Es bien conocido el artículo que Ortega escribió a comienzos de 1919 sobre un caso de caciquismo en Granada. Se refería a una insurrección popular contra el cacique liberal llamado La Chica que concluyó con un estudiante muerto a tiros de la Guardia Civil. El filósofo, que a la hora de las comparaciones no siempre alcanzaba la exquisitez, recordó que el último rey nazarí se llamó Boabdil El Chico y llegó a la conclusión de que, en realidad, pese a lo que dijeran los libros de historia, Granada seguía ocupada por la morisma. Su antiguo monarca se había transfigurado en Boabdil La Chica, quien no ejercía el califato, sino una especie de "vampirato" cuyo principal inconveniente era convertir sacrosantos principios, como la igualdad ante la ley y la racionalidad en la contratación pública, en pura filfa, "vocablos sin sentido". Y Ortega concluía que ésa debía ser la razón por la que las Torres Bermejas recibían su nombre. Les avergonzaba el espectáculo que veían, "al señor La Chica como rey incircunciso de Granada la bella". Ochenta años después parecemos destinados a despedir el siglo con idéntico rubor. Si la década de los noventa se ha caracterizado en la política democrática de todo el mundo por la corrupción, en España eso ha sido muy evidente. Empezamos con Juan Guerra y parecemos concluir con un tal Peñalosa, a quien no le gustará la comparación, pero debe hacerse a la idea de que ya le anda rondando. Muchos han señalado los paralelismos entre los partidos, a modo de reacción pavloviana, en el modo de actuar ante las acusaciones. Es cierta: se han basado en resistir a ultranza primero y en cambiar luego su criterio por interés propio.

Pero no vendría mal señalar también las diferencias, no tanto en la reacción misma como en la globalidad del fenómeno. La corrupción del PSOE, curiosa mezcla de tecnocracia y populismo, parece haber sido la de una clase política emergente, acolchada por una mayoría absoluta, convencida de que la única manera de hacer triunfar los sacrosantos principios era tirar por la calle de en medio sin pararse en exquisiteces y propicia a servirse de los instrumentos de la globalización económica. Su pretenciosidad hortera y megalomanía pretendió convertir el tenderete de bricolaje corruptor en algo parecido a una empresa multinacional.

Con el PP da la sensación de que se vuelve a una corrupción más antigua y de sólidas raíces, no por completo ausente en los aledaños del adversario, pero más representativa de tiempos remotos. Parece que haya resucitado Boabdil o, al menos, Boabdil La Chica. Así, en la política reaparece el trueque de favores, la parentela o la cohorte de amiguetes sin apenas cemento ideológico que los una. Como en la época de Unamuno, un político parece un señor que reparte destinos o favores en los contratos a cambio de que los beneficiarios aflojen un poco las correas de su bolsa. Azorín, en Parlamentarismo español, describió al conde de Romanones repartiendo abrazos y sonrisas con una frase en los labios que explica su larga perduración en la vida pública de entonces: "No olvido eso, Mengánez, lo tengo bien presente". Muchos Mengánez parecen haber pululado por la Diputación de Zamora.

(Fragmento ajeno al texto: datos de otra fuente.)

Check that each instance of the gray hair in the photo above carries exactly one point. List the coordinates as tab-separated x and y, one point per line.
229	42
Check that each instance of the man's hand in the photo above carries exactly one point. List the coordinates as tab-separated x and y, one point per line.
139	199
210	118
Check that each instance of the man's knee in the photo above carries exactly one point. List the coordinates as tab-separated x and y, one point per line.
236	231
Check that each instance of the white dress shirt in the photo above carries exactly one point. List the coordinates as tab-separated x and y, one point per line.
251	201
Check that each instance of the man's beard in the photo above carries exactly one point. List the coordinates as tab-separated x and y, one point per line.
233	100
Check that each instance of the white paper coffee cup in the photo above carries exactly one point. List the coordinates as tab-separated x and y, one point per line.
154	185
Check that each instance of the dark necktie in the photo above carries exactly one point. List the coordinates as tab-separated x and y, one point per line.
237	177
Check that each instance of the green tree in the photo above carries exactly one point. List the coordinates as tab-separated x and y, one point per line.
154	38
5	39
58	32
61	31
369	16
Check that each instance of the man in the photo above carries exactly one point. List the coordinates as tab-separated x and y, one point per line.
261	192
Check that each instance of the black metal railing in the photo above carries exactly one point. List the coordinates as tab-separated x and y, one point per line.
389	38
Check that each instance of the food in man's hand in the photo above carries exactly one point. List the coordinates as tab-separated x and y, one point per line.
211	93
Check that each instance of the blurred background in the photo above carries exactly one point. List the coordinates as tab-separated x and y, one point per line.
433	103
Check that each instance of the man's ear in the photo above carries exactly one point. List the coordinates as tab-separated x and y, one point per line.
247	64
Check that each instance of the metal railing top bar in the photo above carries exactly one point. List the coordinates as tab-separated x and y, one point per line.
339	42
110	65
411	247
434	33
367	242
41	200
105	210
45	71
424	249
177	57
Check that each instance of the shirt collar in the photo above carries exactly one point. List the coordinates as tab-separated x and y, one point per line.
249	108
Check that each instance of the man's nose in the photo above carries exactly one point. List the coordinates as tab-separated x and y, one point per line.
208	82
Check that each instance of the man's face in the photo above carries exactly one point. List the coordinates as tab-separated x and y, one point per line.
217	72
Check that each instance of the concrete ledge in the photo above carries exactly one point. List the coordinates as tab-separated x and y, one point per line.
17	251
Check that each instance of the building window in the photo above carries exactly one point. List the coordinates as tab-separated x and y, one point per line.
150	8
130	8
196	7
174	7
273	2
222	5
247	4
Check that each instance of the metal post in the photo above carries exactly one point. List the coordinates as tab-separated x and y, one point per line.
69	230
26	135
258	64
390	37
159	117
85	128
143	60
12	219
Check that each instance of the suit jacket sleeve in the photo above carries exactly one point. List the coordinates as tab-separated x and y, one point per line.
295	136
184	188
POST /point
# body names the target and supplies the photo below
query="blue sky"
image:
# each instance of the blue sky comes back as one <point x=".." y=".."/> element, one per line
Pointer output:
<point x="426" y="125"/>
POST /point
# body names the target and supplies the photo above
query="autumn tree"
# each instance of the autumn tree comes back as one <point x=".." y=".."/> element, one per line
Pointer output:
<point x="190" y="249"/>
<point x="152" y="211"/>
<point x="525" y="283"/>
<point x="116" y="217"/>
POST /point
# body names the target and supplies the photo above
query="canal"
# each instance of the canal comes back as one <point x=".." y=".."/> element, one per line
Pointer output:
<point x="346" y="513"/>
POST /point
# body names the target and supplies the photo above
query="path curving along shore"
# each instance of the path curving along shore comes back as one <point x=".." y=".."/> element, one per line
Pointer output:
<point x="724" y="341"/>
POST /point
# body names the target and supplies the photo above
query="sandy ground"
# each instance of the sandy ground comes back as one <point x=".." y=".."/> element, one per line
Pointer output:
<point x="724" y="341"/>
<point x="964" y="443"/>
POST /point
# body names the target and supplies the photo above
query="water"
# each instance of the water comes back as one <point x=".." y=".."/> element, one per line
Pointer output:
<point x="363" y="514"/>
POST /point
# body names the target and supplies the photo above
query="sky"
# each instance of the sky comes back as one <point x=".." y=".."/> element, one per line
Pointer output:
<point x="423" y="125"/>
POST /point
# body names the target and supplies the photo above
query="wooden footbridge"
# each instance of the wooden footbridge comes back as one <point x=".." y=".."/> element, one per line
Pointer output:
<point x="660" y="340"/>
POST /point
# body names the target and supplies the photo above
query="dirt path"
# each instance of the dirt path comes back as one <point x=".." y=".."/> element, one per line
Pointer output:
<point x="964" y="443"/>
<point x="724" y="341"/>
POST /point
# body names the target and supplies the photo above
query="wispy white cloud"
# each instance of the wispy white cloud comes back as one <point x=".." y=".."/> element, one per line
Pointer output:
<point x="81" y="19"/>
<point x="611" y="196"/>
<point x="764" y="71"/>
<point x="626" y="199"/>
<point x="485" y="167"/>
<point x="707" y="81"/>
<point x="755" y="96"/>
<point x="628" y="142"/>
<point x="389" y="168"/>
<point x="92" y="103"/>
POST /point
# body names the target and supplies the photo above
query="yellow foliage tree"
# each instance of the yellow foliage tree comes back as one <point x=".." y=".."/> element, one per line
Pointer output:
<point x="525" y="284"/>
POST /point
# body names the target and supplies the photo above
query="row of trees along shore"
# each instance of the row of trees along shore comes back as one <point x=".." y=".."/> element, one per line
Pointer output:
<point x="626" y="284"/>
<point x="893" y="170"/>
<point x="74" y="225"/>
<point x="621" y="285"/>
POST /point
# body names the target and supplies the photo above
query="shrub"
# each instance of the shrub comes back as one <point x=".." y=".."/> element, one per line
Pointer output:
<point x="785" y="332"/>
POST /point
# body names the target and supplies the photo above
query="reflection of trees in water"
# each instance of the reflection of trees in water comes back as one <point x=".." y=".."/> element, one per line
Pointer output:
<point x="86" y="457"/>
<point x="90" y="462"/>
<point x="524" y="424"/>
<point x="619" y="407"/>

Así no se puede seguir, y no sólo porque resulta intolerable para el ciudadano, sino porque incluso constituye un serio peligro para la propia cúspide de la clase política. Por fortuna, no hay ninguna razón, de momento, para culpar directamente a Aznar de nada; las argumentaciones contra Borrell tampoco parecen justificadas porque no se les puede pedir tanto gasto de tiempo en vigilar a los suyos. Ni siquiera al señor Piqué se le pueden hacer reproches legales aunque es dudoso que obtuviera éxito como vendedor de coches de segunda mano. Pero ha llegado un momento en que la forma de tratar la corrupción a base de condescendencia para los propios y "tú más" para el adversario no sólo carece de credibilidad, sino que corroe de forma irremisible al conjunto de la clase política. Algo tendrá que hacer ésta. De momento, ser consciente del peligro de la pasividad. Ya que hemos empezado con una cita andaluza, podemos concluir con otra, la de una coplilla que se lo recordaba hace 60 años a un cacique local: "Ay, Valverde,/ cuando gane/ quien hoy pierde,/ te vamos a poner verde./ Ay, Valverde".